I was digging into how the Colour Warper works. Not an intuitive color tool, so I had put it aside for a while, but it was time to revisit. There is very little useful documentation, and few videos. It seems to be a forgotten tool in the dust of MasterGrade, yet holds some useful tools that don’t exist elsewhere in Flame.
Question: In all the documentation and videos it shows a vector scope as part of the view port which is not only informative but potentially critical in using it. Yet, despite searching and looking around for quite some time, I can’t make it appear.
In fact it supposed to be controlled from the ‘Setup’ screen in the Color Warper. But that setup screen is blank as of 2024 at least. There are no controls to enable / disable the vector scope anymore. I can’t find any other view specific options, contexts, etc. that would turn it on or off.
Am I missing something, or has the vector scope been lost by accident?
The part that fascinates me about the Colour Warper and is potentially important as an equivalent to Resolves much more versatile color warper, is the actual warp function.
A few things that I have learned, and some that still puzzle me:
- The shadow/highlight correction is an absolute (generally classic) hue correction. It does however change only chroma and does not change luma, which differs from other apps that maintain luminance when changing chroma.
- The mid-tones correction is different, not an absolute correction, but one that influences a set of RGB curves (visible in histogram).

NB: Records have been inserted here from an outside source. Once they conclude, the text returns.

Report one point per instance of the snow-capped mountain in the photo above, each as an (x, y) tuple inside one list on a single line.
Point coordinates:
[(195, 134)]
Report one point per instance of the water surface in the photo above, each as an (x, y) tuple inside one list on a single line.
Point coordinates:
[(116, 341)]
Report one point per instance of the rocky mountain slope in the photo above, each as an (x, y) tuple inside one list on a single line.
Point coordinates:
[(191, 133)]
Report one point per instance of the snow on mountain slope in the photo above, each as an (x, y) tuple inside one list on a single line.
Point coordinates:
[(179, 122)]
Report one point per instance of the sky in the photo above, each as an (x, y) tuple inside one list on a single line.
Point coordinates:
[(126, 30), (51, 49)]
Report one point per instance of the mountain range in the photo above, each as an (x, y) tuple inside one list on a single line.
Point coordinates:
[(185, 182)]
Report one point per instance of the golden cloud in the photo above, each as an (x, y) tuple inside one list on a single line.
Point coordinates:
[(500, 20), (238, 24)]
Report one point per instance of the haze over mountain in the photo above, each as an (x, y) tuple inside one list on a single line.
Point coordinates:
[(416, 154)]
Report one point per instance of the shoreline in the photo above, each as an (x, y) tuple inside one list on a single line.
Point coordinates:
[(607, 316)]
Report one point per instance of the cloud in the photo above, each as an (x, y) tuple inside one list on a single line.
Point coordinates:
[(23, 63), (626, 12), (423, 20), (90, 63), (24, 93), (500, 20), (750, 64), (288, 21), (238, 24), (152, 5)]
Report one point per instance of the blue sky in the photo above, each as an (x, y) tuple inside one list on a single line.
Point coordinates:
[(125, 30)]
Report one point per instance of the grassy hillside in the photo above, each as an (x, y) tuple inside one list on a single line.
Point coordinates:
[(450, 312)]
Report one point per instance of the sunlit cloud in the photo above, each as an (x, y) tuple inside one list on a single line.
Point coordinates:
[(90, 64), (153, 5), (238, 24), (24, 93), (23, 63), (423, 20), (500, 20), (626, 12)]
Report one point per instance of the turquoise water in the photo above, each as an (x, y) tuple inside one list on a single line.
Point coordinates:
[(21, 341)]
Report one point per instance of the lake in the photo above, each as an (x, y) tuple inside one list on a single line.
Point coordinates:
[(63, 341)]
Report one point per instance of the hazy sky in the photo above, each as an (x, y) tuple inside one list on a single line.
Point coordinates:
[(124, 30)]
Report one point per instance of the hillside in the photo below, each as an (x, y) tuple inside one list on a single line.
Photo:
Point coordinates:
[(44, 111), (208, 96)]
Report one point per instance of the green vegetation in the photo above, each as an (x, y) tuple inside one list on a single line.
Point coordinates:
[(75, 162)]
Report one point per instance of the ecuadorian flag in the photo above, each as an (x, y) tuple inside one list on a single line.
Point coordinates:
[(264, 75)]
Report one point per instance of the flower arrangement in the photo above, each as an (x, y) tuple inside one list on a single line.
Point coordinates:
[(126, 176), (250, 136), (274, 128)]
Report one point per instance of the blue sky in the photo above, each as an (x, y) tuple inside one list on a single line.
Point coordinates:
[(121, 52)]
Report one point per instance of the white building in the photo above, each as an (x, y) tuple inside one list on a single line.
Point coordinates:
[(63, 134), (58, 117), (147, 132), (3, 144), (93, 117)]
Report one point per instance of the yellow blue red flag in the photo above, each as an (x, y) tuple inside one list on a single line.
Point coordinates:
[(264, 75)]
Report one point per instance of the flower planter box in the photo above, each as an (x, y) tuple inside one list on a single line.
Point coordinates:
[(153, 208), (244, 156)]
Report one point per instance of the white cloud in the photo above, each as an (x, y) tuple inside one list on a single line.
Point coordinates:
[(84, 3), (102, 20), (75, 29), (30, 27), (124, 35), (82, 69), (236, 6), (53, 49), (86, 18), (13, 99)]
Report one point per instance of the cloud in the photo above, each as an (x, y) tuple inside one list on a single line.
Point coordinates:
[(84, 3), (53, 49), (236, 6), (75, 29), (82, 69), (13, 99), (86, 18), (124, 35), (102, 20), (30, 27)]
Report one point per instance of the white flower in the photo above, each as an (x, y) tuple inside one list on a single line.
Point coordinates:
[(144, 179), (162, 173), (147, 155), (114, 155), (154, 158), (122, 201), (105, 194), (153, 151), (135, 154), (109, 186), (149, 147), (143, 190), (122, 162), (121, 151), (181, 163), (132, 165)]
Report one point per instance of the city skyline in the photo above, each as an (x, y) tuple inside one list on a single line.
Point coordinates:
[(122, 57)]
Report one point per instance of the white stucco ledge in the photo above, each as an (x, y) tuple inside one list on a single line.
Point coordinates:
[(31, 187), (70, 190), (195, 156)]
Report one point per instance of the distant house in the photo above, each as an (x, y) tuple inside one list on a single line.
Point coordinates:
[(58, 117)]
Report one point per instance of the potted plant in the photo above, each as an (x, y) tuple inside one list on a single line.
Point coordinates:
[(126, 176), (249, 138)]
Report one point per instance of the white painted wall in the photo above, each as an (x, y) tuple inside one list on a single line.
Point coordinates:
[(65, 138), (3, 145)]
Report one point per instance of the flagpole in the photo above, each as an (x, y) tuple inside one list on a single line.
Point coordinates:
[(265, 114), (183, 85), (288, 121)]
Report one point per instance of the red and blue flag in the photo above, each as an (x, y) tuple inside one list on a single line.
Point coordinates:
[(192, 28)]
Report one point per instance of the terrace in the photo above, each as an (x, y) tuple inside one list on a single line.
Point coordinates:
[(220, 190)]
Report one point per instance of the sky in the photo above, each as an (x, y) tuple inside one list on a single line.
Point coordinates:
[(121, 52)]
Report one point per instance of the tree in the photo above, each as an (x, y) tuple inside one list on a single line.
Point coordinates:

Each time you turn the ball, it moves the curves accordingly, and only with in the mid-tone range which you can calibrate in the histogram. As such you can stack multiple changes on top of each other, including other ranges that all get saved in those curves. Because of this stacking, the ball resets after each move which is dis-orienting when you come from any other color app.

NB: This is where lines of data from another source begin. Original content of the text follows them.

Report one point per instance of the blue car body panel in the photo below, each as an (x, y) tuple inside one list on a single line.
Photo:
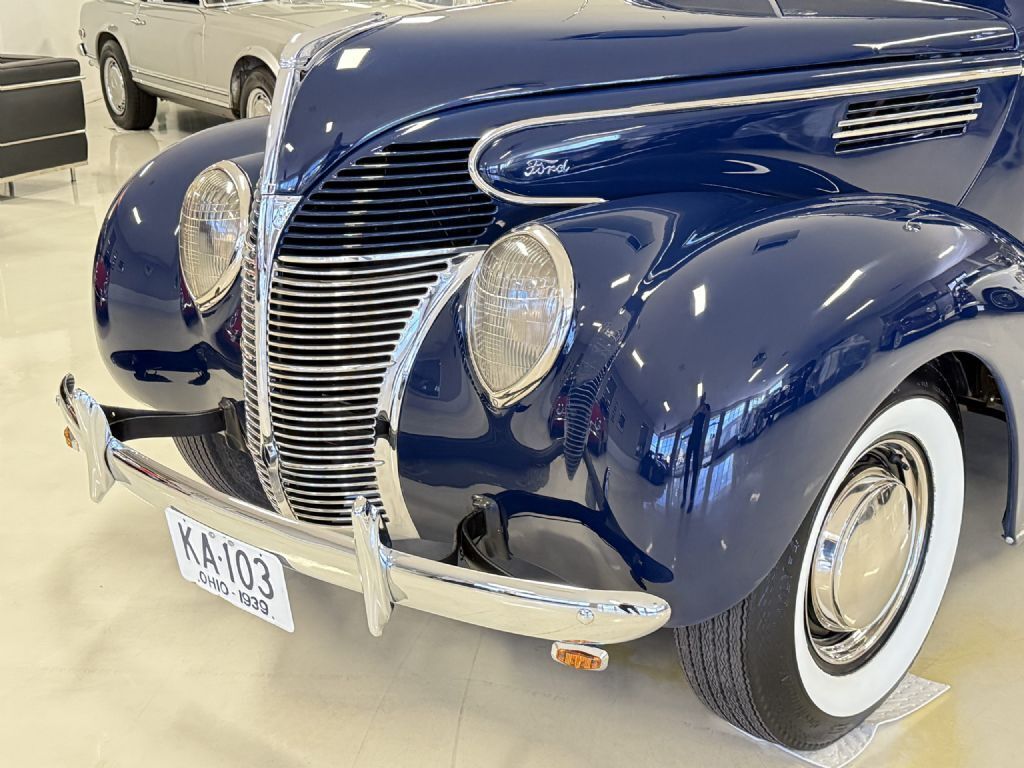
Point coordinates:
[(800, 334), (751, 206)]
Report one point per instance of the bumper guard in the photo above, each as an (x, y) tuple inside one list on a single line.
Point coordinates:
[(361, 562)]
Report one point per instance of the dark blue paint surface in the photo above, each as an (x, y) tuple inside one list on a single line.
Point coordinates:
[(699, 463)]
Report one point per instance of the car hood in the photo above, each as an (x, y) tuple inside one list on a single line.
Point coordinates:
[(455, 52)]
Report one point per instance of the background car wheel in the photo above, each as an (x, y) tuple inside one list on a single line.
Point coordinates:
[(224, 468), (129, 107), (835, 627), (1003, 298), (257, 93)]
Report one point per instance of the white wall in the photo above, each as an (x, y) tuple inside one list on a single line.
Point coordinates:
[(45, 27)]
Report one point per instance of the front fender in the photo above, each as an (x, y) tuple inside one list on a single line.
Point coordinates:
[(736, 350), (155, 342)]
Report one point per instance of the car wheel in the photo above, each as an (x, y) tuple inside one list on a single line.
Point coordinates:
[(129, 107), (1004, 299), (257, 93), (835, 627), (226, 469)]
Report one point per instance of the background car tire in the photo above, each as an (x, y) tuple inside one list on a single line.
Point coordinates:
[(755, 665), (259, 81), (138, 109), (1003, 299), (224, 468)]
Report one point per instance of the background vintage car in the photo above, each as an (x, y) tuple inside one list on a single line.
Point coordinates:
[(219, 55), (748, 253)]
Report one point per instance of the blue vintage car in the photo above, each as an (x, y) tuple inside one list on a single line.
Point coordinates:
[(774, 244)]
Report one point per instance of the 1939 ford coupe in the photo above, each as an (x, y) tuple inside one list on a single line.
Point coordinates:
[(580, 320)]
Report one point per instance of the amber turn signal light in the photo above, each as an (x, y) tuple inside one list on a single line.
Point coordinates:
[(578, 656)]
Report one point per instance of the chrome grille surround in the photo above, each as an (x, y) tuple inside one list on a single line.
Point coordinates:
[(359, 270)]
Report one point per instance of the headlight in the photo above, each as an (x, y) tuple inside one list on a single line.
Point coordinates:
[(212, 231), (518, 312)]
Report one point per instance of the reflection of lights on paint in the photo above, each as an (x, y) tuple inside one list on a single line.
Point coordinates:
[(413, 127), (351, 58), (699, 300), (419, 19), (847, 285), (859, 309)]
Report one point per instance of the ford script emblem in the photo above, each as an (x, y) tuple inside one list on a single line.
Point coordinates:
[(546, 167)]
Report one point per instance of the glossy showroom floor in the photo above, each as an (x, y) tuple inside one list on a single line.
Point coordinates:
[(109, 658)]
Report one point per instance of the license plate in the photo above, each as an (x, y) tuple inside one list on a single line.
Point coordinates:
[(245, 576)]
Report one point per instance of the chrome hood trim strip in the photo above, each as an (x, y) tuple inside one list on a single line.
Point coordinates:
[(754, 99)]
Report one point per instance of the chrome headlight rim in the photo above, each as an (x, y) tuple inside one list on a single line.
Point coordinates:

- The global warp is yet different. It too appears to be making multiple stackable adjustments on some not displayed curve. In this case the target range is hue (and luma limited?) by the ‘src’ color pot. It doesn’t seem you can’t influence the range control/fall off of that correction. It is what it is. There’s a luma corrector that can be applied as a separate move.
Of course you can do the whole thing globally, and then three more times constrained by a standard selective key.
So if you want to move a color around Resolve style, your best bet is the global color warper in the master. Pick the source color and then move it. It will shift just the hue of selected range in whatever direction you want. You can safe-guard it with selective, but that’s not required per se. That mimics a horizontal move in the Resolve color warper.
To move vertical, you can use the saturation control and move it in the desired hue angle. Looks like you can only add, but not reduce saturation though.
What is nice is that you can do both additive and subtractive hue adjustments.